| Author | Joongi Kim (joongi@lablup.com) |
|---|---|
| Status | Draft |
| Created | 2025-07-09 |
| Created-Version | |
| Target-Version | |
| Implemented-Version |
In Backend.AI, model deployments load the model parameters (checkpoints) and launch configurations from a remote filesystem mounted as "vfolders". This is convenient for organizing and centralizing RBAC of model vfolders, but it may become a source of instability due to high-volume I/O when there are multiple containers loading models at the same time. We also observed many mountpoint loss issues in production by whatever network/filesystem issues.
The model deployments should be VERY STABLE because it would directly affect the customer's sales. In this sense, @inureyes has proposed having a local cache for model vfolders used in model deployments.
-
Explicit file copy: let the Backend.AI agent copy the model vfolder contents upon container startup.
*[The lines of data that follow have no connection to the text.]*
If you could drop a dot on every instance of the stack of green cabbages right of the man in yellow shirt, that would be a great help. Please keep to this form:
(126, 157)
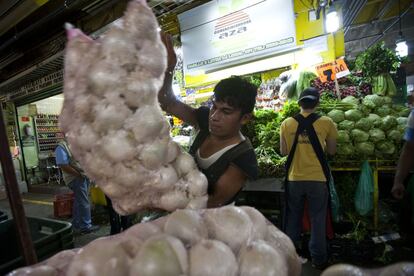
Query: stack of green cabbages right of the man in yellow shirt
(372, 129)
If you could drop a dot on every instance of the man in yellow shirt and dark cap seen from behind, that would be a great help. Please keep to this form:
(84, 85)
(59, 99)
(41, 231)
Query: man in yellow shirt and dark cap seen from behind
(307, 172)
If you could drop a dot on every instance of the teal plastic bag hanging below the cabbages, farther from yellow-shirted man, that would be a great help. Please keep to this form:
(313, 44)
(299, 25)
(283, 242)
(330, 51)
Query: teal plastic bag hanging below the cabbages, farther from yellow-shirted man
(364, 192)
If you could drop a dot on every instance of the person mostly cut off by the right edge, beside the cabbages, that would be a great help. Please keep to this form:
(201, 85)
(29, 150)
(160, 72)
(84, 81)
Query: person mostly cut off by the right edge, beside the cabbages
(404, 166)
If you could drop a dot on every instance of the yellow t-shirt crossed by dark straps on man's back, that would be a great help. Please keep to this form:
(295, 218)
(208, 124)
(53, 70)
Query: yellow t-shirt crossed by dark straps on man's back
(305, 165)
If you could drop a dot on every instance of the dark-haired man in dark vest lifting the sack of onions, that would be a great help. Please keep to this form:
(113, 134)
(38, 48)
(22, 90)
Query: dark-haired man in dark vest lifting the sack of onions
(223, 154)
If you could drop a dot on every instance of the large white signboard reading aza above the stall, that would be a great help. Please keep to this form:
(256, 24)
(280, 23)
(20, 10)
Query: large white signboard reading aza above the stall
(222, 33)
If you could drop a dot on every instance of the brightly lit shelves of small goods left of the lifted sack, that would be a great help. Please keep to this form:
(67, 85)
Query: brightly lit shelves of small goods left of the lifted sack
(48, 132)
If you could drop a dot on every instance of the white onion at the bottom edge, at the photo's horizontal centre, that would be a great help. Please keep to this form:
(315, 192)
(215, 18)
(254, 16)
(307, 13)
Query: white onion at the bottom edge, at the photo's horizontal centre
(211, 258)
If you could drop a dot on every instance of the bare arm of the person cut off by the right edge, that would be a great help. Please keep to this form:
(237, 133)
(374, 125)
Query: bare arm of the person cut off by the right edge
(405, 164)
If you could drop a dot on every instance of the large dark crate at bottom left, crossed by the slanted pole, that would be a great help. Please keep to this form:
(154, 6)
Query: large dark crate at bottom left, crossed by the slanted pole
(49, 237)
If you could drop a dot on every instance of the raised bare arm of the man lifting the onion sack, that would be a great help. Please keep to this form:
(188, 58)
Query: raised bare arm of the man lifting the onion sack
(169, 103)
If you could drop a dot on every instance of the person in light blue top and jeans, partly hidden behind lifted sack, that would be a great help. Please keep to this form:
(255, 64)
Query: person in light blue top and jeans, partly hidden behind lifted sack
(78, 182)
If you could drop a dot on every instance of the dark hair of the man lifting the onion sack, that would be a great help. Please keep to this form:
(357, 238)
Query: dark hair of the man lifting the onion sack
(236, 92)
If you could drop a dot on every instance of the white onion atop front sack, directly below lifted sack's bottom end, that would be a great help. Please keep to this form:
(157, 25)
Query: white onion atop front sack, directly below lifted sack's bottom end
(186, 225)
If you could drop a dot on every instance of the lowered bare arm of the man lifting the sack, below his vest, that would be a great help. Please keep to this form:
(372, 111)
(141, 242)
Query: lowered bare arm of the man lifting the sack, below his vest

- It incurs an explicit delay on the model service launches. We may need to add some kind of progress tracking before marking the model deployment is "healthy".
-
Caching FUSE: insert a fuse filesystem like catfs or mcachefs to transparently copy the target files into a local directory when reading the file for the first time.
-
Since there are multiple such "caching" fuse implementations, we need to investigate which one would work better for us, in terms of performance and stability.
-
It would be simpler to implement, but requires updates on the APC team's deplyoment processes and installation tools.
-
Currently we have a recommended setting for fsc following the cachefilesd configuration of NVIDIA's DGX OS.
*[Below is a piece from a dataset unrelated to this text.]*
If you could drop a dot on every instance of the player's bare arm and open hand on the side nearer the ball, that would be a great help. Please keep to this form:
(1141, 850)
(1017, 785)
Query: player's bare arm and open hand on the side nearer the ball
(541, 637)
Note that cachefilesd is a user-level service that interacts with the kernel-level fsc layer.
Though, it only works for remote filesystems like NFS mounts and cannot be used to provide caching of FUSE-based filesystems like s3fs.
In combination with the object storage support (BA-255 or #665), I'd prefer the FUSE-based approach using catfs.
-
Do we need to pre-load all files by trying to
open()when starting the container or just do on-demand loading? -
Does
catfsensure cleaning up of cached data when unmounting?
catfshas a configuration to keep the free space of the cache volume as percentage. It means thatcatfsmay evict some files when it reaches the space limit. Due to possibility of eviction, it DOES NOT guarantee that all model vfolder mounts are fully cached all the time.
-
By default, the mount caching should only be enabled for the main model vfolder of a model deployment container.
-
We could add a per-user vfolder-access record attribute to control whether to apply local caching (with warnings and descriptions about non-POSIX I/O behaviors).